A National Security Strategy That Doesn’t Focus on Threats

From "Containment" to "Sustainment"...

May 3, 2011 | Source: The New York Times | by JIM DWYER

Here’s a proposition: The death of Osama bin Laden brings a moment to talk about something other than threats — not because they don’t exist, but because for the country to see and speak of nothing else is mortally dangerous.

Col. Mark Mykleby, a senior advisor on strategy to the chairman of the Joint Chiefs of Staff, and Capt. Wayne Porter of the Navy wrote a paper calling on the United States to focus on social policies, education and sustainability.

So listen for a moment to two military strategists, working at the highest level of government, as they turn to the subject of leaky air-conditioners in government buildings in New York. “Poorly fitted air-conditioners cost New York City 130 to 180 million dollars a year in extra energy consumption,” one of the strategists, Capt. Wayne Porter of the Navy, said Tuesday. “They generate 370,525 extra tons of carbon dioxide.”

Suppose, he says, you fixed them. And then you got the 40 states that waste the most electricity to match the 10 most efficient. The likely benefits are no surprise — less foreign oil, cost savings, job creation, decreased pollution.

Now follow that thread to “A National Strategic Narrative,” a paper written by Captain Porter and Col. Mark Mykleby of the Marines, which calls on the United States to see that it cannot continue to engage the world primarily with military force, but must do so as a nation powered by the strength of its educational system, social policies, international development and diplomacy, and its commitment to sustainable practices in energy and agriculture.

“We must recognize that security means more than defense,” they write. After ending the 20th century as the world’s most powerful country, “we failed to recognize that dominance, like fossil fuel, is not a sustainable form of energy.”

The two officers each have more than 20 years of service, and now work as special strategic assistants to Adm. Mike Mullen, the chairman of the Joint Chiefs of Staff. Their paper, which is not an official policy document, was published last month by the Woodrow Wilson International Center for Scholars in Washington, and is available on the center’s Web site, wilsoncenter.org.

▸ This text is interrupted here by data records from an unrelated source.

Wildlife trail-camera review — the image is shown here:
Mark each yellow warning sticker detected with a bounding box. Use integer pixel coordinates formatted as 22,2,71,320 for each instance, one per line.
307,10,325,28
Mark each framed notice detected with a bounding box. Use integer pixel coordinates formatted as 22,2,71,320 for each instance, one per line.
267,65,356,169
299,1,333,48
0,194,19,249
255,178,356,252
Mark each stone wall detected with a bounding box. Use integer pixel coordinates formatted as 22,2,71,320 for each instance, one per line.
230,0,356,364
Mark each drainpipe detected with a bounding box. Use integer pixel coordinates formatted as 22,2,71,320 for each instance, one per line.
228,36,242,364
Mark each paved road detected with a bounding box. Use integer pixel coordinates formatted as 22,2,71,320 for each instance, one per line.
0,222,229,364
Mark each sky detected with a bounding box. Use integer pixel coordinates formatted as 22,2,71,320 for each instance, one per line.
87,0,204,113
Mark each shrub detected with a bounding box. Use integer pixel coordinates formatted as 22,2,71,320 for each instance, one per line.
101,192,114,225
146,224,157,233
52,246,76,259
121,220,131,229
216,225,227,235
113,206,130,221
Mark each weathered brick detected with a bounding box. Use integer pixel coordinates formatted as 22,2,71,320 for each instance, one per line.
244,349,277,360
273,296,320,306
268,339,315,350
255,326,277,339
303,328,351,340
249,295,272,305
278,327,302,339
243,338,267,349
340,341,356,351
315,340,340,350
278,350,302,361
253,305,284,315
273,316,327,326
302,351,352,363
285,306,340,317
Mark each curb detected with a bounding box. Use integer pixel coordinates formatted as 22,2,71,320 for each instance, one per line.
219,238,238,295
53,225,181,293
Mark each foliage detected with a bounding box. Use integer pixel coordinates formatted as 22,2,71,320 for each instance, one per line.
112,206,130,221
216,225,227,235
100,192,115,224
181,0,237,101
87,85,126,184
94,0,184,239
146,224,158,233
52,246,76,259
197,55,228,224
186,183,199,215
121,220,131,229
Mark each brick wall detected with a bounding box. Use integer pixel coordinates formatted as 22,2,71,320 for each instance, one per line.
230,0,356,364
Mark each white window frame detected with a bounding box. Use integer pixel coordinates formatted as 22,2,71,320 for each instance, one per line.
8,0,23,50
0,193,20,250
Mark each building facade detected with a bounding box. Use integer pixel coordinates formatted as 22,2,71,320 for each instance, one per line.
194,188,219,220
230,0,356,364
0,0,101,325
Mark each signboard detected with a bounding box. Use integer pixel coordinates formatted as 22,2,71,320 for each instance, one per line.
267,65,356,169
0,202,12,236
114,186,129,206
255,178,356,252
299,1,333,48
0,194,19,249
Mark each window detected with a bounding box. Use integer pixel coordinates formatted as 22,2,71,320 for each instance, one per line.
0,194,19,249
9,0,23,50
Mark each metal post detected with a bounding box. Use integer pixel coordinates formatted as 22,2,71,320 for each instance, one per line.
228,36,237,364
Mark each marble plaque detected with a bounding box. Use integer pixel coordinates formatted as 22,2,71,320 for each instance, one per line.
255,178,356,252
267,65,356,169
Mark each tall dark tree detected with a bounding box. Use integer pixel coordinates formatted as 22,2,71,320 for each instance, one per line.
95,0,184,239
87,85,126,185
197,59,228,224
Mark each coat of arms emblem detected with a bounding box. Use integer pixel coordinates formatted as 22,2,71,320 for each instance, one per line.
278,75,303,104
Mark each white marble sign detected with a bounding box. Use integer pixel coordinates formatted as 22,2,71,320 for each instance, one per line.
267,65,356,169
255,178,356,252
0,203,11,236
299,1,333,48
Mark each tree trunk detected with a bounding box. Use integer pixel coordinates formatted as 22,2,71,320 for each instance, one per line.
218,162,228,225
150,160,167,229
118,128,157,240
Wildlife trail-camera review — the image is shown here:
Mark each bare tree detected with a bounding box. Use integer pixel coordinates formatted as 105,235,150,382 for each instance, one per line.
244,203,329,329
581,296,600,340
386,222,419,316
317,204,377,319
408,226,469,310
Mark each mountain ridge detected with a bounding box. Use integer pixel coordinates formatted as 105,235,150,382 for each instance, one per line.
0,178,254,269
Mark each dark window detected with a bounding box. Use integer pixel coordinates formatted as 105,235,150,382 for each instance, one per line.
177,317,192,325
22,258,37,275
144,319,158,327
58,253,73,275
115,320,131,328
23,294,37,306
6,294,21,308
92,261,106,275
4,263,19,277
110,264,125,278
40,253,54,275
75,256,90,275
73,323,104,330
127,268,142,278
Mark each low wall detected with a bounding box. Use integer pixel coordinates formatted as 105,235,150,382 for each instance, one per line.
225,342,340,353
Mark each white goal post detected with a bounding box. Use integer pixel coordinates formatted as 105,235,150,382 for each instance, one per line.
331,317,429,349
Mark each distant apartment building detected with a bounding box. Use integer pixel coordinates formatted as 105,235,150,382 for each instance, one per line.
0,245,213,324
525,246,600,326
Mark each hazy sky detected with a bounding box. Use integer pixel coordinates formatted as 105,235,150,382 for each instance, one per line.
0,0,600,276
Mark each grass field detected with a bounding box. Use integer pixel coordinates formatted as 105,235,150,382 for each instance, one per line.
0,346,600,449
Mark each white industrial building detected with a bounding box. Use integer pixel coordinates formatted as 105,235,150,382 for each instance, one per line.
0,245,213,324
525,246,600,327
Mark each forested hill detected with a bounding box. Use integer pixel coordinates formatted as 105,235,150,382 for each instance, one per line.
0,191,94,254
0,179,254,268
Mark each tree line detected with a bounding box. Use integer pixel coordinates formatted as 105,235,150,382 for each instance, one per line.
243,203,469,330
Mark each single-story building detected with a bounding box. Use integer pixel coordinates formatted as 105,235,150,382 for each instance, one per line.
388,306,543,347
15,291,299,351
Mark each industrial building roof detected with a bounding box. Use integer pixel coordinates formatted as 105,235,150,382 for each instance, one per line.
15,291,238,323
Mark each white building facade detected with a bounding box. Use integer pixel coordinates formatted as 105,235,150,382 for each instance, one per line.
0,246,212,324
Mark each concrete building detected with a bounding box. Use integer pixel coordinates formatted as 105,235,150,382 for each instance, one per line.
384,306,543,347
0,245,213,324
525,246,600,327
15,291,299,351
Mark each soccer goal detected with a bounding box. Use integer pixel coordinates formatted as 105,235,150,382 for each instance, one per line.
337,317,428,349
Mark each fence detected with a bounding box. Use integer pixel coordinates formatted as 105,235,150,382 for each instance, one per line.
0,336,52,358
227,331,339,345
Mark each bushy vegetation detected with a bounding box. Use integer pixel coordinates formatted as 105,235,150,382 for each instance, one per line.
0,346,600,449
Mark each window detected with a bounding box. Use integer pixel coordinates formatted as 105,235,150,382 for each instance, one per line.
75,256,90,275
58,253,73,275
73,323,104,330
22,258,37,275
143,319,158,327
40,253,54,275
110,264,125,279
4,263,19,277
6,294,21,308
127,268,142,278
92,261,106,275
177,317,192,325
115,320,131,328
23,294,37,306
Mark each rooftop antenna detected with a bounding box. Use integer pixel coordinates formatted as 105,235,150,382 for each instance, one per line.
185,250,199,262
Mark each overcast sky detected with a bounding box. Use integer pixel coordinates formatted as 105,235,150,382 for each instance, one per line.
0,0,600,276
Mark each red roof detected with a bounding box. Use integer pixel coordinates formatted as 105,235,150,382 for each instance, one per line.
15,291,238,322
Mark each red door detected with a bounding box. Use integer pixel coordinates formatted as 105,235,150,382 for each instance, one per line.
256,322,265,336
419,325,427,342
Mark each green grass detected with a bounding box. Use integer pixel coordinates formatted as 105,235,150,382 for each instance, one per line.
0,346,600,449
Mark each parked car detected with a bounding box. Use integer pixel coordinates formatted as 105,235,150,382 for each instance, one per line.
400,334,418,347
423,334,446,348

The killing of Bin Laden demonstrated a commitment to justice, Captain Porter said. “It was also a cathartic event for thousands of people around the world who have lost relatives to this sociopath,” he said. Yet both officers cautioned that the death of one man could easily be overestimated.

“When Saddam Hussein was discovered in his spider hole, everyone thought, ‘Hallelujah, the war is over,’ and it was really just beginning,” Colonel Mykleby said Tuesday by phone from his home in South Carolina. “The big, bad daddies, taking them out — it’s not the answer. It’s part of it. The job is not done yet. There are still bad guys who are out there, and it’s going to be part of the fabric of our world. This is a critical moment to talk about a narrative that isn’t just focused on threats.”

In their paper, the officers argue that the United States has to move from “containment” — the foreign policy established after World War II to limit the expansion and influence of the Soviet Union — to what they call “sustainment” or sustainability.

The first priority, they write, should be “intellectual capital and a sustainable infrastructure of education, health and social services to provide for the continuing development and growth of America’s youth.” They go on to say that the country’s security may require “a hard look at the distribution of our treasure,” arguing that the historic focus on defense and protectionism has meant the neglect of international development and diplomacy. And with technology piercing the isolation of nations, they write that the United States has a stake in helping countries held down by illiteracy and poverty.

Finally, they write, the world population is projected to reach nine billion by midcentury and the country must face the demands for water, food, land and energy.

Colonel Mykleby said, “I was at the Kansas City Chamber of Commerce, and said, ‘It’s a strategic liability to keep subsidizing our agribusiness model the way it is for any number of reasons — the decay of our soil, the health of our citizens, because our food is not healthy any more, etc., etc.’ ”

“Remarkably, it was very well received in the middle of corn country.”

Well before Bin Laden was killed, much of what he stood for had withered in the Arab-North Africa spring, Colonel Mykleby said. Grass-roots movements in Egypt and Tunisia made the case that they did not have to choose between police-state autocracies and seventh-century theocracies. The revolutionaries showed the power of nonmilitary strength and created a world of possibilities. It amounted to a rejection of the fundamentalists.

“Those are the values that caused them to attack New York,” Captain Porter said. “New York represents so much more than revenge, which is what you would have gotten somewhere else in the world, maybe. New York represents hope and modernity. It represents promise.”